> Why can any scammed just create a website without any traceability?

because jurisdictional challenges.

Not to mention that this very same traceability would be abused by some other authoritarian gov't to track down dissidents for example.

There's no real way to systematically have good security, if the human element is the weakest link tbh. Securing windows is not a technical problem, but a social and educational one.

More like no will.

Does the domain/server implements required level? No? Block connection. Dtto email with automatic response.

Is your IP in a botnet? Cut it off.

Edit: I already get blocked connection (on target site) because EU regulation is too onerous. I get reminded on basically every Google search I am being censored (Some results may have been removed under data protection law in Europe).

Completely doable.

> I already get blocked connection (on target site) because EU regulation is too onerous

More like "we want to track every single user coming to our website without giving them the option to not be tracked".

You can serve consent form only to the connections from EU.

I have been part of se several GDPR compliance projects and it's the other stuff that's the problem.

Data protection officer (recurring cost, even though it is only a part of a job, not full time position) , user data deletion and user data take-out. Compliance is not free. If system wasn't designed from the beginning, it's really expensive to add it.

Restore from backup after disaster recovery - make sure you anonymize/delete people who were deleted after backup was made.

BTW, IP address is PII, so...

Honestly, it would be cheaper to buy everyone in EU VPN.

It's actually very simple & cheap to be compliant: stop tracking EU citizens.

> You can serve consent form only to the connections from EU.
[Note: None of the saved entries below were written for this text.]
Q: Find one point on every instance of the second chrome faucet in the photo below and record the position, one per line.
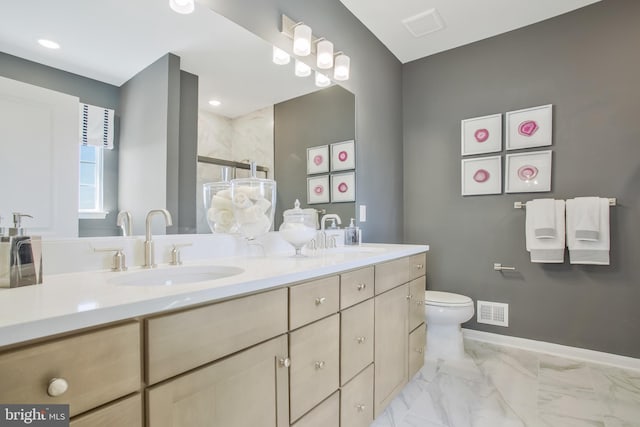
(149, 258)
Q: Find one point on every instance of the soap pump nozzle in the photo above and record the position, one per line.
(17, 229)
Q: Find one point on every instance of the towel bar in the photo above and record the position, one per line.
(522, 205)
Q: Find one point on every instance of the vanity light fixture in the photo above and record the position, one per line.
(325, 54)
(302, 69)
(182, 6)
(322, 80)
(280, 57)
(49, 44)
(342, 67)
(301, 39)
(321, 51)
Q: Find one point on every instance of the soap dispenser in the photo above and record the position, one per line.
(351, 234)
(21, 262)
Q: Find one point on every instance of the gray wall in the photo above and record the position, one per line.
(586, 64)
(376, 81)
(320, 118)
(91, 92)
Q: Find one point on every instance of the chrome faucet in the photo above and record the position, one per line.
(149, 259)
(124, 217)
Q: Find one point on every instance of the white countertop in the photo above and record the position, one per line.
(66, 302)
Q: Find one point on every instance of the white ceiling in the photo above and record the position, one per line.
(466, 21)
(112, 40)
Why? While I get that, if tracking is part of someone's business model, they want to track as many people as possible, I doubt it would be illegal to give also people that aren't in the EU the option to not be tracked. If it really would be so expensive to be compliant while also differentiating between users connecting from the EU and users connecting from outside the EU, why not just give everyone the option to choose if they want tracking as a measure to cut compliance cost?

What do you suggest? Bomb even more countries?

You don't need to bomb anyone.

Add IP rules at cables inside and out of let's say EU and block it there.

Same way we deal with any non-compliance thing. You can't import it.

Your server/domain doesn't satisfy requirments. Either the originator complies or not (e.g. through trusted third party).

No geolocation is needed. And even if it was, these are technical problems, inherently solve able.

So far, we are building walls and replacing mortar with a new one, while attackers bombard us with complete impunity. This is never going to work.

This would of course need new extensions /protocols (even simplest would require authentication envelope around encrypted traffic).

The problem is that you think a societal problem can be solved technically.

The whole point is to move from technical solution (i.e. current approach) to legal one.

Not a single response had anything to do with either problem ITA or my comment.

I am not sure if you are troll, 10 y/o or gpt1, but have a nice day.

Quite humble of you to presume anyone who disagrees with your "brilliant" idea has something wrong with their brain.

Do you think people should have to get permission to host a server on the internet?